Missy Franklin won gold and set a record in the 200-meter backstroke on Friday. Michael Phelps earned his 21st career medal and 17th gold in the 100-meter butterfly. The 15-year-old American Katie Ledecky won the 800-meter freestyle.
That’s how it went down for Team USA in the pool Friday at the London Olympics.
Phelps edged his young South African rival Chad Le Clos, finishing in 51.21 seconds to Le Clos’s 51.44. Russia’s Evgeny Korotyshkin was third. The 100 fly was the only event in which Phelps did not set a world record when he won an unprecedented eight golds at the Beijing Olympics four years ago, and on Thursday night he had made it clear how important it was for him to go out a winner. And that was what he did.
Phelps emerged from the pool like a prizefighter, arms over his head, as applause rained down from a crowd that included Prince William and the Duchess of Cambridge. He then put his arm around Le Clos, the man he has seemingly tapped as his successor as an all-around threat, and they joked as they walked away from the pool.
started fast and never looked back in winning the 200 backstroke, shattering the world record while winning her third gold medal of the Games. Franklin, 17, finished in a time of 2 minutes 4.06 seconds, nearly a second ahead of the silver medalist, Anastasia Zueva of Russia, and two and a half seconds ahead of her teammate Elizabeth Beisel, who took the bronze.
At 6 feet 1 inch, Franklin glided through the water with a speed and effortlessness that her rivals could not match. When she touched the wall and looked up at the clock, a wide smile — her customary expression when not churning her arms through the water — spread across her face.

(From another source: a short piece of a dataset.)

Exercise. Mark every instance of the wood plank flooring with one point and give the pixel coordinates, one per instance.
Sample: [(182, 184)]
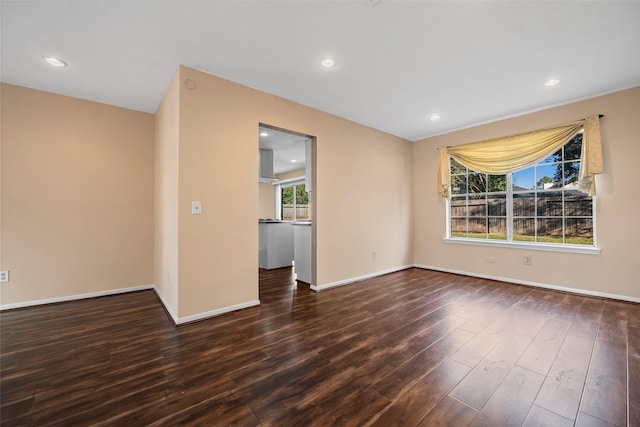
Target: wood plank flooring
[(411, 348)]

Franklin’s results at these Games have been mixed, perhaps a sign of her youth and her heavy schedule. She won the 100 backstroke Monday, but finished fourth in the 200 freestyle a day later and fifth in the 100 freestyle Thursday. Counting relays, Friday’s medal was Franklin’s fourth of the Games. She can add a fifth Saturday in her last event, the 400 medley relay.
Meanwhile, Ledecky spoiled Britain’s victory party, and she could not have been happier about it.
Ledecky, of the United States, scalded a field that included the defending champion, Rebecca Adlington of Britain, in winning the gold medal in the 800-meter freestyle. For most of the race, Ledecky, 15, was on a pace to break Adlington’s world record in the event, set during her gold medal swim in Beijing four years ago, but she fell just 53-hundredths of a second short of that, finishing in 8 minutes 14.63 seconds.
Mireia Belmonte Garcia of Spain won the silver, her second of the Games, and Adlington the bronze. Belmonte Garcia finished more than four seconds behind Ledecky, Adlington nearly six.
The crowd did all it could to will Adlington to victory, singing “God Save the Queen” before the evening program began and chanting “Becky! Becky!” as she raced.
But Adlington had no chance against Ledecky. She was well beaten, as they say here, even if she did keep her record.